Thursday 19 May 2011


(Joe Cornish, 2011)

Attack the Block creates its own biggest problem in the opening scene, then spends long stretches of the remainder of the film attempting to overcome that problem. In that scene, a young nurse is returning home at night to a South East London tower block, when she is mugged at knifepoint by five youths. This mugging is quite gritty and realistic, even frightening in its sudden inevitability and implied violence. Then the youths are revealed - once an alien has literally crashed into all their lives - as the films chief protagonists, and the audience is left with a strange little dilemma. In some films, it isn't necessary to sympathise with the characters. The right kind of drama works whether or not there is empathy between viewer and onscreen figure: other elements can carry a film, and an unsympathetic hero can even be a virtue if handled correctly. But a genre film like Attack the Block is partly reliant on audience identification. Without it and our instinctive need for the heroes to survive and prevail, there is no suspense, no tension, and the film malfunctions at the most basic narrative level.
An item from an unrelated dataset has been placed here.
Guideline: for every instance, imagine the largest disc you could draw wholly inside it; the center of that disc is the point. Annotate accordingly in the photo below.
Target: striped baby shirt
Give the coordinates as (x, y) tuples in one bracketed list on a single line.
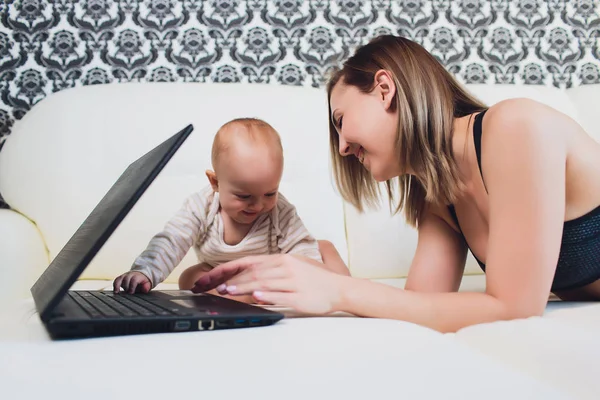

Cornish seems to understand this and so his film does its damnedest to humanise and explain the actions of its youthful heroes over the next hour. The mugging is even confronted directly when they are forced into an alliance with their victim and her righteous accusatory anger demands some sort of explanation. That this is never satisfactorily given is down to the nature of the film. This is a sci-fi thriller which owes a big debt to the early work of John Carpenter (it begins with a shot of an object falling from the stars towards earth ala Carpenter's The Thing or John McTiernan's Predator), meaning it moves quickly, aiming for tautness and narrative economy. The few baggier passages are the comic scenes - mainly involving Luke Treadaway's middle class drug dealer - which leaves little room for character development. Cornish gives his ghetto heroes a few slightly political bits of dialogue - they wonder if the government created the aliens to "kill black boys" just like they did with drugs, and one wonders why the Mugging victims boyfriend does charity work with children in Ghana instead of in London - but generally they are too busy fleeing and fighting to become fully realised figures, despite a Quick montage of their home lives. In a film about young minority lower class youth written and directed by a Middle Class White forty something media professional, I found that quite problemmatic.
But that's not what Attack the Block is really about. Really it's about genre thrills, and it delivers those efficiently, on it's modest scale, with a few exciting and scary sequences. It utilises its tower block location with imagination and wit, rattles along for the most part, has some solid laughs amidst the gore, and feels quite original in its high concept mix of sci-fi, horror, comedy, gang drama and action film. It also contains a nice Basement Jaxx score, which Cornish uses well.